Screening for diabetic retinopathy: a relative cost-effectiveness analysis of alternative modalities and strategies
- PMID: 1342628
- DOI: 10.1002/hec.4730010107
Screening for diabetic retinopathy: a relative cost-effectiveness analysis of alternative modalities and strategies
Abstract
Diabetic retinopathy is the most common cause of blindness among adults of working age in the UK. If the disease is detected early effective treatment can be provided and this has resulted in calls for a systematic national screening programme. Using data on the screening of 3423 diabetics collected as part of an experimental programme in three UK centres, the relative cost-effectiveness of various screening options is assessed.
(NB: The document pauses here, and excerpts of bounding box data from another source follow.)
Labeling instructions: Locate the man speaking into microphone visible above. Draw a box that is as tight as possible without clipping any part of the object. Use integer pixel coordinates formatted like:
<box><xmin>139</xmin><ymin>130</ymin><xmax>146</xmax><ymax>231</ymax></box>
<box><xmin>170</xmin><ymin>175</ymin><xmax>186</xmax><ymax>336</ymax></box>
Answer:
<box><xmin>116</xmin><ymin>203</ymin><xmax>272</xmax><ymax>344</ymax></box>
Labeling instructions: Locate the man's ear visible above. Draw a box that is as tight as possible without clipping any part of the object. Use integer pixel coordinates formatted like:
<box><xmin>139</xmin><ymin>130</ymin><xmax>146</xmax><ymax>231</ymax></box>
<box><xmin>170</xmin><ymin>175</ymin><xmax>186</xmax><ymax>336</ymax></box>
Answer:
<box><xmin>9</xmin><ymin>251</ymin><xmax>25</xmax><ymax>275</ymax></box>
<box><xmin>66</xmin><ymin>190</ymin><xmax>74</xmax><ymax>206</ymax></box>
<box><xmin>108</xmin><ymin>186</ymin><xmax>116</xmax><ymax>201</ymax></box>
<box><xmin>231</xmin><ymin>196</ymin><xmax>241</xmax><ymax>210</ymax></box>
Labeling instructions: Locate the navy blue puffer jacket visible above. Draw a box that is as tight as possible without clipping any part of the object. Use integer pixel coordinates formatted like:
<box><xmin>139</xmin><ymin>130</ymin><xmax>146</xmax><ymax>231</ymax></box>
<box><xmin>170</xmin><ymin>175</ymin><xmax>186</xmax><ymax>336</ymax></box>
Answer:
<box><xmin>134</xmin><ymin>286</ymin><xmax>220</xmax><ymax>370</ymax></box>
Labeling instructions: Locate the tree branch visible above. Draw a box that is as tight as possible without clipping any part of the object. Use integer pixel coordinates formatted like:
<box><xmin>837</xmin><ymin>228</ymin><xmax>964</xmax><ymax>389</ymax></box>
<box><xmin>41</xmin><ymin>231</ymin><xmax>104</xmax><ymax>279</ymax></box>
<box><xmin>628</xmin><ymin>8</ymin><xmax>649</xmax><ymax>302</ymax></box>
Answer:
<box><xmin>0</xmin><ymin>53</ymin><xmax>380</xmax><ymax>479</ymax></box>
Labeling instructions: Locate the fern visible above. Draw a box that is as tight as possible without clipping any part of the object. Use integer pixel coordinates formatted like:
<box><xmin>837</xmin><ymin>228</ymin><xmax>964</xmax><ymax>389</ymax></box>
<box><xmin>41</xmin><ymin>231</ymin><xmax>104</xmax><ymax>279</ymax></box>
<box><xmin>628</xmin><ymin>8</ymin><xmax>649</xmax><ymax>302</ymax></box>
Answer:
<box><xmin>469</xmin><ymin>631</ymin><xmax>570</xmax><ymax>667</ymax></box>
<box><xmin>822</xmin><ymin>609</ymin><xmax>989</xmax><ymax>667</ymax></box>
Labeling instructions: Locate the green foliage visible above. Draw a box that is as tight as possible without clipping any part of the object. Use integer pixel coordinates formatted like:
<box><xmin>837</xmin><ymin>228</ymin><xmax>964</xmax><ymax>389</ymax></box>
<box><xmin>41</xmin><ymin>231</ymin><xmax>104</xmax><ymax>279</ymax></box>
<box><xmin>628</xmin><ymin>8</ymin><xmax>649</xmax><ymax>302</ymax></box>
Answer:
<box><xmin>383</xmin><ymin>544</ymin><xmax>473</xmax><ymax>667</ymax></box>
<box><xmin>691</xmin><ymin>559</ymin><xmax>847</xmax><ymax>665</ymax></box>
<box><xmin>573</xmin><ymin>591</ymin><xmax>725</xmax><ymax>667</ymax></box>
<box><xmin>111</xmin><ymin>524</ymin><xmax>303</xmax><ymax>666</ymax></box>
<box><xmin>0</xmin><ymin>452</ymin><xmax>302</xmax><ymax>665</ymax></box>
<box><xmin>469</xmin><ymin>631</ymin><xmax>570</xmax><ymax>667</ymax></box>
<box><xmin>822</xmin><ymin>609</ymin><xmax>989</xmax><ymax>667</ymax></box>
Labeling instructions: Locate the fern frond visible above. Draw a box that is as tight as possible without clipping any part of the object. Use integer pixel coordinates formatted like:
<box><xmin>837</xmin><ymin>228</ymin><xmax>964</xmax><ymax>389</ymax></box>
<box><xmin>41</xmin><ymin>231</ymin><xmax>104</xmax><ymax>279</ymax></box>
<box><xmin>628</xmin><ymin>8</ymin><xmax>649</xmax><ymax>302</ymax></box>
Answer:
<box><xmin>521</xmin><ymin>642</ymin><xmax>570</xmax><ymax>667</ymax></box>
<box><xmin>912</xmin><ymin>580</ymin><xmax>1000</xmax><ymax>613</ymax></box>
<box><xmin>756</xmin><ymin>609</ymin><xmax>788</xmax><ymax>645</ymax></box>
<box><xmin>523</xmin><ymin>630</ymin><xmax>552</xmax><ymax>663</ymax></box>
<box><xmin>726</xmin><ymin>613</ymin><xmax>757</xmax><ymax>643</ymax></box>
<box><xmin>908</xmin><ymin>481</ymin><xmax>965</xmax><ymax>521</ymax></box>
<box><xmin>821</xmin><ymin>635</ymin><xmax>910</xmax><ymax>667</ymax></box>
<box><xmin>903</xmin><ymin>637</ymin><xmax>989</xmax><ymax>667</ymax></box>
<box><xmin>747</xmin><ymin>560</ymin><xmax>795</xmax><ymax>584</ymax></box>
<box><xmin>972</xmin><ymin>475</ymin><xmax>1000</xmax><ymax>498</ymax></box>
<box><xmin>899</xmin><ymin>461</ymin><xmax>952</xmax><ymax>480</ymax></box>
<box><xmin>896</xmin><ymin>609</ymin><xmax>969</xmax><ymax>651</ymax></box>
The paper utilises direct evidence on a number of single modality screening options, including ophthalmoscopy undertaken by general practitioners or ophthalmic opticians, and non-mydriatic photography. With the objective of increasing the sensitivity of screening and using data collected in the study, options based on two further potential screening strategies are modelled and evaluated: combined screening using both ophthalmoscopy and non-mydriatic photography; and selective screening where high-risk diabetics are directly referred to an ophthalmologist and low-risk cases are either left unscreened or are screened by one of the single or combined modality screening options. Given the objective of early detection, effectiveness is assessed in terms of the sensitivity and specificity of the referral decisions of screening options. Both health service and private resource costs of the various screening options are estimated, the latter in terms of travel and the opportunity cost of time. Cost effectiveness is evaluated in terms of the expected cost per true positive case of diabetic retinopathy referred by the screening options. To narrow the choice between the options, those subject to three-way domination with respect to the three choice variables of sensitivity, specificity and expected cost per true positive are excluded. Amongst the remaining options, the choice is dependent on the trade-off between the higher specifics of unselective single modality screening options and the higher sensitivities and lower expected costs per true positive case detected of combined modality and selective screening options.